Accounting for Clouds: Stop Saying CapEx Vs. OpEx - delano
http://gevaperry.typepad.com/main/2009/01/accounting-for-clouds-stop-saying-capex-vs-opex.html
======
moe
He lost me much earlier:

 _In other words, let's say you're buying a server from Dell for $5,800
dollars and you expect to use that server for 3 years. You also have to pay a
10% annual maintenance fee on that server, so the total cost over three years
is $7,540._

So a running server costs a measly 48 dollars per month in maintance?

This may be true when you're operating on amazon scales (when you _are_
amazon) but for the average website-owner power, cooling, rackspace and
_hardware failures_!! normally amount to a tiny bit more than that.
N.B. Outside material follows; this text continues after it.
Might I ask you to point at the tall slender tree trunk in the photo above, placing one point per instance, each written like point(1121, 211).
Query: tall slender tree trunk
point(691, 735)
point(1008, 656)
And once you take human<->machine facetime into the equation (by sending your
admins over or by hiring remote hands) amazon begins to look not too shabby
anymore.

------
gevaperry
You guys seem to think that I was making an argument against using the Amazon
service and in favor of buying servers. That was not what I'm saying in that
post. I was making an argument that moving expenses from upfront costs to
ongoing expenses is not _necessarily_ a good thing. It may or may not be.
You're also assuming start-ups or small companies as customers. I'm also
thinking of larger enterprises.

Many of the issues raised in your comments are addressed in the blog post
itself and in the comment thread.

------
tptacek
Um, I'm sure he's right about the terminology, but his conclusions are whack.
There certainly is a benefit to moving from capex to opex if your customers
have frozen capex, which is something we're seeing happening right now.

A previous employer, during the "nuclear winter" of Internet service providers
in 2001-2002, built a whole sales strategy around making an appliance-based(!)
shrink-wrap product work as OpEx.

------
jdrock
The author seems to be thinking that people making the distinction between
capex and opex aren't making the assumptions of lower utilization, agility,
etc. that are mentioned at the end of the post. On top of this, when I use
this terminology, it comes with the understanding that opex is better because
moving costs to opex means breakeven for the customer is much easier to
achieve. Clouds = on-demand = only pay for what you need = customer makes
revenue directly on costs, rather than not.